The right of return for the Palestinian villages of Ikrit and Biram


Remnants of the Palestinian village of Biram

Zehava Galon writes in Haaretz on 13 June 2022:

Let me make it clear from the start: In this article there will be no reference to the coalition quarrels and the question of who was insulted by whom, why and when in the affair of Ikrit and Biram.

I want to exploit the opportunity, after MK Ghaida Rinawie Zoabi put the story of the never-ending injustice to the people of Ikrit and Biram back on the agenda, to discuss what has been repressed; I want to discuss the cynical, despicable behavior of the extreme right, from opposition leader Benjamin Netanyahu to Religious Zionism MK Bezalel Smotrich, who were alarmed when they heard the request to return the uprooted population and claimed that this was an implementation of “the right of return.”

In 2000, I brought up for a vote in the Knesset a draft bill to return residents to Ikrit and Biram, two Christian villages near the Lebanese border. The villages were captured by the Israel Defense Forces without a battle at the end of 1948; a week later their residents were told to evacuate for two weeks, “until there are no security grounds” preventing their return, according to the IDF.

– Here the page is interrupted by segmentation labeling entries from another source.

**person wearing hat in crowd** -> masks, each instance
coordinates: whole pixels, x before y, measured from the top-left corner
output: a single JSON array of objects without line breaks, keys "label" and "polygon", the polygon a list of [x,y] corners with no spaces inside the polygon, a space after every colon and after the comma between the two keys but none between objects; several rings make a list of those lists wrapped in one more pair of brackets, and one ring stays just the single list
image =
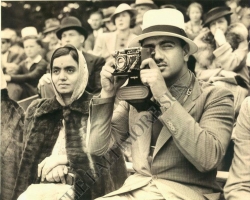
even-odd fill
[{"label": "person wearing hat in crowd", "polygon": [[137,11],[136,26],[132,29],[132,32],[136,35],[141,34],[142,18],[145,12],[151,9],[157,9],[157,5],[152,0],[136,0],[133,7]]},{"label": "person wearing hat in crowd", "polygon": [[148,108],[121,101],[113,112],[125,79],[113,77],[114,60],[102,69],[102,91],[90,105],[88,150],[102,155],[113,144],[126,148],[123,141],[130,136],[135,173],[99,199],[220,199],[216,168],[231,137],[233,95],[188,70],[197,46],[184,28],[180,11],[150,10],[142,34],[131,41],[150,55],[140,65],[141,82],[153,96]]},{"label": "person wearing hat in crowd", "polygon": [[1,199],[11,199],[23,149],[24,111],[10,99],[1,70]]},{"label": "person wearing hat in crowd", "polygon": [[43,46],[36,28],[25,27],[21,34],[27,58],[19,64],[17,74],[4,75],[9,96],[15,101],[37,94],[38,81],[46,73],[48,65],[41,56]]},{"label": "person wearing hat in crowd", "polygon": [[[56,35],[62,45],[71,44],[78,50],[82,51],[86,59],[89,70],[89,82],[86,90],[90,93],[96,93],[101,90],[100,72],[105,64],[102,57],[87,53],[84,49],[84,41],[88,37],[87,30],[82,26],[79,19],[73,16],[68,16],[62,19],[59,30]],[[51,86],[51,77],[45,74],[39,81],[38,90],[43,98],[51,98],[54,96],[54,91]]]},{"label": "person wearing hat in crowd", "polygon": [[199,51],[196,76],[234,94],[237,116],[241,103],[248,94],[249,73],[246,65],[248,31],[241,23],[230,24],[229,7],[216,7],[207,12],[204,27],[194,39]]},{"label": "person wearing hat in crowd", "polygon": [[21,62],[21,56],[11,51],[11,35],[7,30],[1,31],[1,65],[5,74],[16,74],[18,72],[18,63]]},{"label": "person wearing hat in crowd", "polygon": [[55,49],[61,46],[59,39],[56,36],[56,31],[60,27],[60,21],[56,18],[49,18],[45,21],[43,31],[43,43],[47,46],[46,60],[50,62],[50,58]]},{"label": "person wearing hat in crowd", "polygon": [[115,50],[126,48],[136,37],[130,30],[135,25],[135,16],[136,11],[128,4],[120,4],[111,16],[116,31],[103,33],[97,37],[93,53],[108,60]]},{"label": "person wearing hat in crowd", "polygon": [[92,10],[88,19],[88,23],[92,28],[92,33],[88,35],[84,43],[84,48],[87,52],[92,52],[95,46],[95,40],[98,35],[103,34],[103,12],[102,10]]},{"label": "person wearing hat in crowd", "polygon": [[110,18],[115,12],[115,9],[115,6],[110,6],[103,9],[104,18],[102,20],[102,23],[104,24],[104,32],[113,32],[116,30],[116,26]]}]

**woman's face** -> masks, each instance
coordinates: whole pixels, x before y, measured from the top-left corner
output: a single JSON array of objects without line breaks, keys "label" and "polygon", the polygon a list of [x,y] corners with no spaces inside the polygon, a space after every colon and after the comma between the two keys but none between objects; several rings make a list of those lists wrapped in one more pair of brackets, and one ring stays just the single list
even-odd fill
[{"label": "woman's face", "polygon": [[77,62],[71,55],[55,58],[52,66],[52,81],[57,91],[71,97],[79,75]]},{"label": "woman's face", "polygon": [[193,22],[200,21],[200,19],[201,19],[201,11],[197,6],[192,6],[190,8],[189,18]]},{"label": "woman's face", "polygon": [[209,25],[210,31],[212,32],[213,35],[215,34],[217,29],[221,29],[223,33],[226,33],[227,27],[228,27],[228,24],[227,24],[227,20],[225,17],[215,19]]},{"label": "woman's face", "polygon": [[130,27],[130,14],[127,11],[117,14],[115,18],[115,26],[117,30],[126,30]]}]

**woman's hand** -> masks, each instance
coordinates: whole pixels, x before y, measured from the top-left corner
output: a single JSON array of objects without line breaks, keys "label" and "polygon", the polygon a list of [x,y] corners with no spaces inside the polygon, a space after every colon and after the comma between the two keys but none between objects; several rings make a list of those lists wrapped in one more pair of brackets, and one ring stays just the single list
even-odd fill
[{"label": "woman's hand", "polygon": [[68,167],[66,165],[58,165],[46,175],[46,180],[48,182],[61,182],[66,184],[66,174],[68,174]]},{"label": "woman's hand", "polygon": [[66,165],[68,164],[68,159],[66,155],[58,155],[58,156],[50,156],[46,157],[39,165],[38,165],[38,177],[41,177],[41,181],[44,181],[46,175],[56,166],[58,165]]}]

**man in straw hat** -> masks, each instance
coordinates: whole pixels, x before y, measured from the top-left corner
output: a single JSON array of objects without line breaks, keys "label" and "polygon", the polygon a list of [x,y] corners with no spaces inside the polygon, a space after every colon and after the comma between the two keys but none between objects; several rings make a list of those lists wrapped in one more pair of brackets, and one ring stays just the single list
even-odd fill
[{"label": "man in straw hat", "polygon": [[184,31],[180,11],[146,12],[142,34],[133,42],[151,53],[141,63],[140,79],[157,106],[138,112],[121,101],[113,112],[125,80],[113,77],[114,60],[106,63],[101,94],[90,106],[88,149],[103,155],[112,144],[126,148],[122,141],[130,137],[135,173],[101,199],[219,199],[216,168],[231,137],[232,94],[200,83],[188,70],[188,57],[197,46]]},{"label": "man in straw hat", "polygon": [[[84,51],[83,45],[84,41],[88,37],[88,32],[82,26],[80,20],[73,16],[63,18],[56,35],[58,39],[61,40],[63,46],[66,44],[71,44],[78,50],[82,51],[89,70],[89,82],[86,90],[88,92],[100,91],[100,71],[102,66],[105,64],[105,60],[101,57]],[[54,96],[54,91],[51,86],[50,74],[46,74],[40,79],[38,89],[43,98],[50,98]]]}]

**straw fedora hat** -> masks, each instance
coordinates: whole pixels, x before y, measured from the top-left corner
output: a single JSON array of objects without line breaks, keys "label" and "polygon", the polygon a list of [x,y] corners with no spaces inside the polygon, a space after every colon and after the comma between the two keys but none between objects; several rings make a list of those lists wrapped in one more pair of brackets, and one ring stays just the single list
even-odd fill
[{"label": "straw fedora hat", "polygon": [[208,26],[210,22],[213,20],[219,19],[221,17],[231,15],[233,12],[231,11],[231,8],[227,6],[221,6],[221,7],[215,7],[207,12],[205,15],[204,25]]},{"label": "straw fedora hat", "polygon": [[136,0],[135,3],[134,3],[134,7],[142,6],[142,5],[149,6],[152,9],[157,9],[158,8],[158,6],[155,5],[152,0]]},{"label": "straw fedora hat", "polygon": [[61,39],[62,33],[66,30],[74,29],[77,30],[79,33],[83,34],[85,39],[88,37],[88,32],[85,28],[82,27],[82,23],[79,19],[73,16],[65,17],[61,21],[61,25],[59,30],[56,32],[56,36]]},{"label": "straw fedora hat", "polygon": [[115,12],[115,9],[116,9],[115,6],[111,6],[111,7],[108,7],[106,9],[103,9],[104,19],[102,20],[102,22],[109,22],[109,21],[111,21],[110,17]]},{"label": "straw fedora hat", "polygon": [[124,12],[124,11],[127,11],[129,13],[132,14],[132,16],[135,16],[137,14],[137,11],[133,8],[131,8],[128,4],[126,3],[122,3],[120,4],[116,9],[115,9],[115,12],[113,13],[113,15],[111,15],[110,19],[111,21],[115,21],[115,18],[118,14]]},{"label": "straw fedora hat", "polygon": [[22,39],[25,39],[27,37],[37,37],[38,38],[38,32],[37,32],[35,27],[27,26],[21,30],[21,36],[22,36]]},{"label": "straw fedora hat", "polygon": [[130,45],[153,36],[172,36],[184,40],[189,45],[189,54],[194,54],[198,47],[187,37],[184,29],[184,16],[179,10],[172,8],[149,10],[143,16],[142,34],[135,37]]}]

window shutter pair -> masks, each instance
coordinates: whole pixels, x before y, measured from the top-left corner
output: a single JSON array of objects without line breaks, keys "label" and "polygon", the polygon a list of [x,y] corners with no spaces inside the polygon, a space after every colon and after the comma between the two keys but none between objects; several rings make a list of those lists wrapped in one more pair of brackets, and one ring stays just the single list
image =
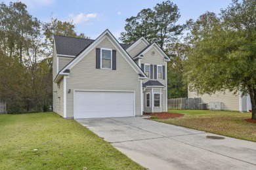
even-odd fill
[{"label": "window shutter pair", "polygon": [[[112,50],[112,70],[116,70],[116,50]],[[96,69],[100,69],[100,48],[96,48]]]},{"label": "window shutter pair", "polygon": [[[162,79],[165,80],[165,66],[162,65]],[[158,79],[158,65],[154,65],[154,78]]]},{"label": "window shutter pair", "polygon": [[[141,64],[141,69],[144,71],[144,64],[142,63]],[[153,79],[153,65],[150,64],[150,78],[151,79]]]}]

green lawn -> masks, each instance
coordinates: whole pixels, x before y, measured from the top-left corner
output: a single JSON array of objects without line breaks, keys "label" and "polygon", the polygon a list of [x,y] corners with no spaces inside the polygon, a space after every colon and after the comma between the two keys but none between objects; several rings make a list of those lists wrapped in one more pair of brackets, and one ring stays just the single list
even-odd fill
[{"label": "green lawn", "polygon": [[169,110],[184,116],[157,121],[256,142],[256,124],[244,121],[251,113],[234,111]]},{"label": "green lawn", "polygon": [[144,169],[73,120],[0,115],[0,169]]}]

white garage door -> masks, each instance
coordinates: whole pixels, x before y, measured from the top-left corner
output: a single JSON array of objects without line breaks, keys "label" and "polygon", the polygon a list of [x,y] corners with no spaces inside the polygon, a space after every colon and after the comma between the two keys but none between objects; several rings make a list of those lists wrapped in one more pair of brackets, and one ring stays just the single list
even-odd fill
[{"label": "white garage door", "polygon": [[134,92],[75,91],[74,118],[134,116]]}]

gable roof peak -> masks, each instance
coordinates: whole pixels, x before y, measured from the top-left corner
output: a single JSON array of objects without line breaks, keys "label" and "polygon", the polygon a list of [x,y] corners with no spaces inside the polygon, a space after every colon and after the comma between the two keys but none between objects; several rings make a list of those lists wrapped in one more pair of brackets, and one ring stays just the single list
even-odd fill
[{"label": "gable roof peak", "polygon": [[143,41],[144,43],[145,43],[146,46],[148,46],[150,44],[148,41],[143,37],[140,37],[139,39],[136,41],[133,44],[132,44],[127,50],[127,52],[129,52],[131,49],[133,49],[135,46],[136,46],[140,41]]}]

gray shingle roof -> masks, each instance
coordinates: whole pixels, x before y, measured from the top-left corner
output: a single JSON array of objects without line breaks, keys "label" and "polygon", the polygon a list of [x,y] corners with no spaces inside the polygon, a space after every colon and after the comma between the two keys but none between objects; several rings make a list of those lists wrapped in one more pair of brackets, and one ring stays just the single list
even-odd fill
[{"label": "gray shingle roof", "polygon": [[144,50],[148,48],[152,44],[149,44],[148,46],[146,46],[145,48],[144,48],[141,52],[140,52],[137,55],[136,55],[133,58],[135,58],[140,55]]},{"label": "gray shingle roof", "polygon": [[76,56],[94,41],[92,39],[85,39],[54,35],[57,54]]},{"label": "gray shingle roof", "polygon": [[[93,39],[85,39],[62,35],[54,35],[57,54],[69,55],[76,56],[81,52],[91,45],[95,41]],[[130,45],[120,43],[125,49],[127,49]]]},{"label": "gray shingle roof", "polygon": [[161,84],[161,82],[160,82],[158,80],[148,80],[146,82],[143,83],[142,85],[143,85],[142,86],[143,87],[146,87],[146,86],[163,86],[163,87],[165,87],[165,86],[163,86],[163,84]]},{"label": "gray shingle roof", "polygon": [[121,46],[123,46],[123,49],[125,49],[125,50],[129,48],[130,47],[131,45],[129,44],[123,44],[123,43],[120,43],[120,45]]}]

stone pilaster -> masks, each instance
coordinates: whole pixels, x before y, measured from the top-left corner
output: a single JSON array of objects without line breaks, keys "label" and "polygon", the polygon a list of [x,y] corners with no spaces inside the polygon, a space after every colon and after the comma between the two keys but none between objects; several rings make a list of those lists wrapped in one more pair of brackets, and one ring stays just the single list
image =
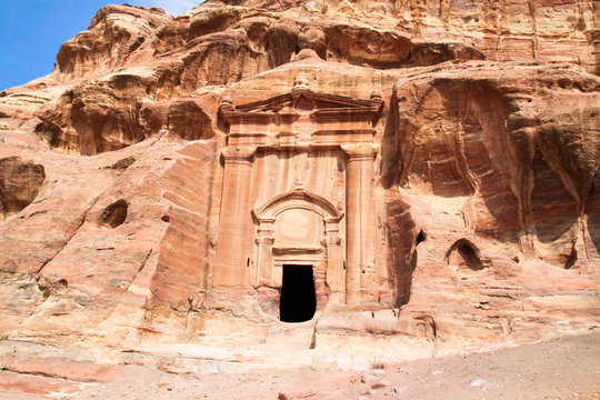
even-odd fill
[{"label": "stone pilaster", "polygon": [[216,287],[246,287],[251,276],[249,266],[252,238],[250,182],[256,148],[227,147],[224,160],[219,239],[213,270]]},{"label": "stone pilaster", "polygon": [[338,222],[336,219],[326,220],[327,283],[331,289],[332,300],[346,302],[346,277]]},{"label": "stone pilaster", "polygon": [[268,286],[274,287],[277,283],[273,281],[272,270],[273,270],[273,223],[274,218],[269,218],[260,221],[260,227],[258,231],[258,238],[256,243],[258,244],[258,254],[257,261],[258,266],[256,267],[256,279],[254,286]]},{"label": "stone pilaster", "polygon": [[371,186],[376,150],[371,146],[343,147],[346,162],[346,301],[360,302],[361,276],[373,262],[373,200]]}]

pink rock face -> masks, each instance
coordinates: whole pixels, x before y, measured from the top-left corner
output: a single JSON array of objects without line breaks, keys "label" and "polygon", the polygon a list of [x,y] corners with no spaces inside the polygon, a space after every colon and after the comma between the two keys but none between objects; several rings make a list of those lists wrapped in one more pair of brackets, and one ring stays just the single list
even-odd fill
[{"label": "pink rock face", "polygon": [[598,326],[598,18],[101,9],[50,76],[0,94],[3,334],[201,341],[231,318],[266,340],[283,319],[318,347]]}]

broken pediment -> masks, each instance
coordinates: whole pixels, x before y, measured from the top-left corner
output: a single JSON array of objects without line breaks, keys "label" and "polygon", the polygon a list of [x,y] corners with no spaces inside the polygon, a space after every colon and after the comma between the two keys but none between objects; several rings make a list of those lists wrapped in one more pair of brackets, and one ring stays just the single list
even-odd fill
[{"label": "broken pediment", "polygon": [[229,124],[230,146],[342,144],[372,141],[383,100],[353,99],[310,90],[298,77],[289,93],[233,106],[224,97],[219,113]]}]

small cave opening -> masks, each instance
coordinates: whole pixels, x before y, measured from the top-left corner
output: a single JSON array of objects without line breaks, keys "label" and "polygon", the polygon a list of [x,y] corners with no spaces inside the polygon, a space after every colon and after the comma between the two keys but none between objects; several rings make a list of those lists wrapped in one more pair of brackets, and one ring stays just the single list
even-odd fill
[{"label": "small cave opening", "polygon": [[417,234],[417,239],[414,239],[414,246],[419,246],[419,243],[424,242],[426,239],[427,236],[424,234],[424,232],[422,230],[419,231],[419,234]]},{"label": "small cave opening", "polygon": [[460,271],[481,271],[486,266],[481,262],[479,251],[467,240],[459,240],[447,253],[448,264]]},{"label": "small cave opening", "polygon": [[317,294],[312,266],[283,266],[283,281],[279,299],[282,322],[310,321],[317,311]]},{"label": "small cave opening", "polygon": [[0,221],[31,204],[44,180],[41,164],[19,157],[0,159]]},{"label": "small cave opening", "polygon": [[100,216],[100,224],[103,227],[117,228],[127,219],[127,210],[129,206],[124,200],[117,200],[102,211]]}]

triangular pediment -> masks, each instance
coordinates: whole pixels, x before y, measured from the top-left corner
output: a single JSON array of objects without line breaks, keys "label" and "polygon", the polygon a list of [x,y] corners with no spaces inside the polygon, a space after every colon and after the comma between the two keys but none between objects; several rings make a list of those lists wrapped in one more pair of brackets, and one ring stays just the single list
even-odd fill
[{"label": "triangular pediment", "polygon": [[[294,96],[296,94],[296,96]],[[293,110],[300,99],[307,99],[314,106],[314,110],[322,109],[369,109],[377,110],[380,101],[353,99],[339,94],[319,93],[311,90],[302,92],[276,96],[270,99],[254,101],[236,107],[240,112],[279,112],[281,110]]]},{"label": "triangular pediment", "polygon": [[367,113],[377,118],[383,101],[378,92],[370,99],[356,99],[346,96],[314,92],[306,88],[293,88],[290,93],[269,99],[233,106],[224,100],[221,116],[229,120],[236,117],[268,117],[273,114],[294,116],[299,113]]}]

They have not returned since. In July 1951 the High Court of Justice ruled that the residents – now already Israeli citizens – should be returned to their homes. The government did not obey the order, but the residents – big mistake! – relied on the promise that the order would be carried out. In November 1951 they received temporary restraining orders barring them from the villages due to “a security need.” They petitioned the High Court, but the court preferred to believe the army.

Two years later, the government nationalized the areas of the villages, with a sickening claim that nobody had lived in them for two years. In September 1953 the IDF blew up the houses in Biram, and shortly afterward a nature reserve was established at the site; the rest of the land was transferred to Jewish communities in the region.

Still believing in the Israeli authorities, the residents and their heirs turned to the authorities demanding that they be returned to their villages, or at the least be provided with an alternative place to live. The government ignored the distress of the Israeli citizens, which was caused by the actions of the Israeli authorities. The residents turned repeatedly to the High Court, the last time in 1997, when Justice Dalia Dorner ruled that there really are no security grounds for preventing their entry to the site, and the orders for the closed military area were rescinded. But because the government did not allocate land to them, they were unable to return.

The Libai Committee, which was established in 1995 under the government of Yitzhak Rabin and chaired by former Minister David Libai, decided to return the uprooted villagers to some 1,200 dunams (300 acres) of land near the village, and then-Justice Minister Tzachi Hanegbi adopted this position in 1998. The following governments, however, have refrained from implementing the committee’s recommendation.

During a Knesset discussion I mentioned that both the right and the left had supported returning the residents to their homes. The administration of Gahal, the Herut-Liberal bloc, made such a decision in 1972, and honorable right-wingers supported it: In 2013 former Likud Defense Minister Moshe Arens published an article in Haaretz calling to return them to their homes, while criticizing Israel’s conduct in the affair.

The attempt to undermine this demand with the claim that it constitutes an implementation of “the right of return” is utter nonsense. These people never left Israeli territory, and they are supported by the 1951 High Court ruling, which has been repeatedly violated. They are the victims of lies and deceit on the part of the IDF and the government, and their case proves once again that Israeli citizenship doesn’t carry much weight if you aren’t Jewish.

The injustice to the residents of Ikrit and Biram must be repaired, because if not, this disgrace will continue to follow us, making it clear to everyone that a High Court ruling is subject to the approval of a military commander.

This article is reproduced in its entirety.